Thursday, April 19, 2007

Basra violence threatens oil in South of Iraq

This intra-Shiite violence is adding another dimension to the conflict. Sadr is probably right on the corruption issue.


Basra violence threatens Iraq's oil
Posted : Tue, 17 Apr 2007 18:43:00GMT
Author : Energy News Editor
Category : Energy (Environment)




BASRA, Iraq, April 17 Political and sectarian fighting in Iraq's oil capital, Basra, intensifies, threatening most of Iraq's oil production and all its oil exports.

Basra is majority Shiite and, as the central city of the vast majority of Iraq's oil reserves and the largest port where nearly all its oil exports are sent from, equally as important to Iraq as Baghdad. Iraq has 115 billion barrels of proven reserves, and production is struggling at around 2 million barrels per day. Oil sales make up 93 percent of Iraq's budget.

The local government is controlled by the Fadhila Party. Its biggest competitor is the alliance led by Moqtada Sadr. The two sides launched bitter and violent battles against each other over the past weeks.

On Monday a large demonstration was held in Basra demanding Muhammad Masbah al Waili, the Fadhila Party governor of Basra province, resign.

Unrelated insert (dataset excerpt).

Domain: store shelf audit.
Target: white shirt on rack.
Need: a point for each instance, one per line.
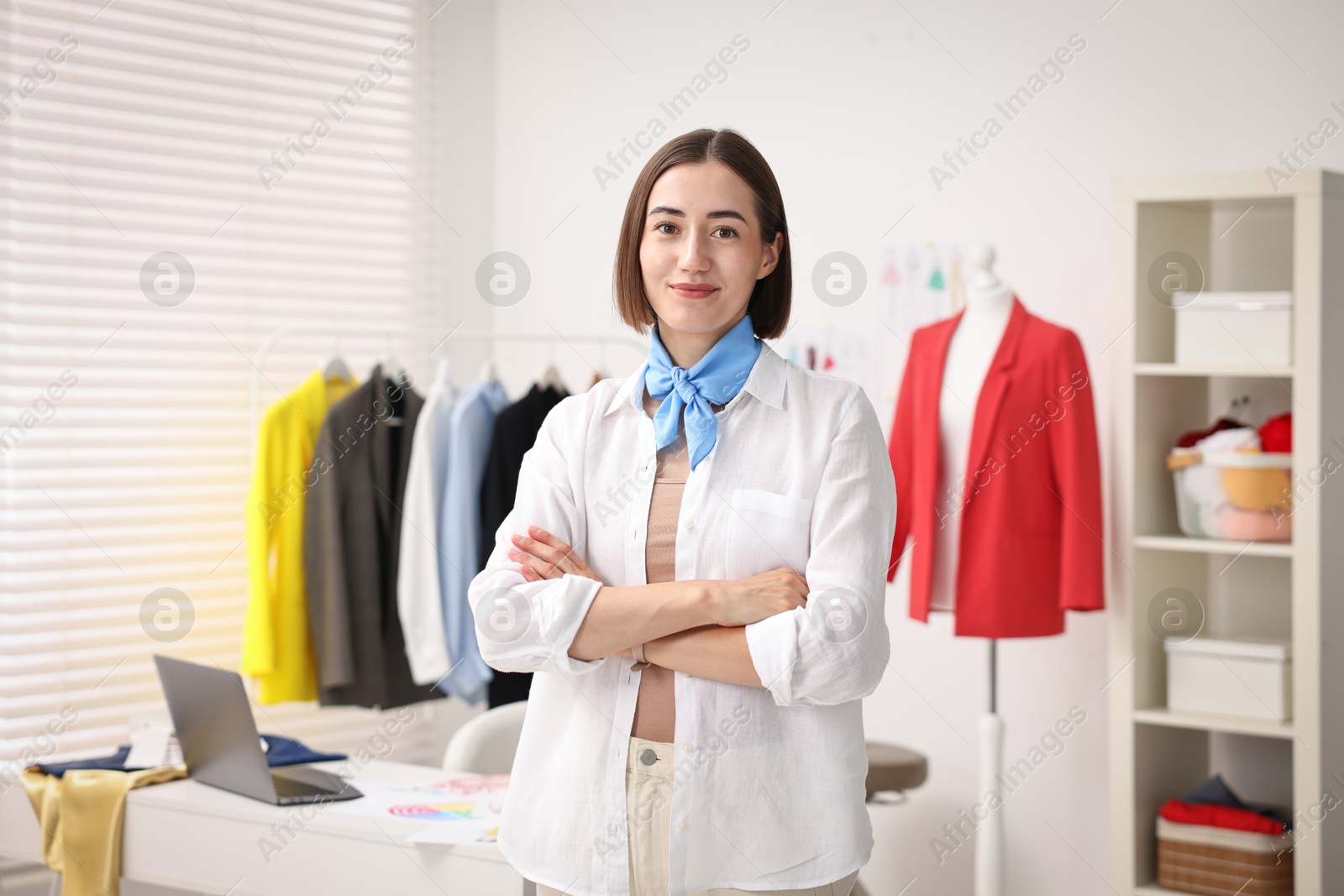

Sadr and his Mahdi Army deny involvement in the rally and subsequent campaign for Waili to step down.

Regardless, it "marks a new escalation in intra-Shiite tensions, which will expose government institutions and energy infrastructures in the southern provinces to serious security risks," Rochdi Younsi, analyst for Middle East and Africa for the business risk firm Eurasia Group, wrote in a new report. Sadr says Waili and the Fadhila Party in Basra are corrupt, including involvement in oil smuggling that has cost the Iraqi government billions of dollars in oil revenues and worsened the fuel shortage in the country. Local tribal leaders also back that accusation, Younsi wrote. Fadhila accuses Sadr of planning a violent regional coup, including taking control of the Southern Oil Company.

"Local oil infrastructures could be exposed to a higher security risk as the Shiite community in the south becomes more fragmented," Younsi wrote.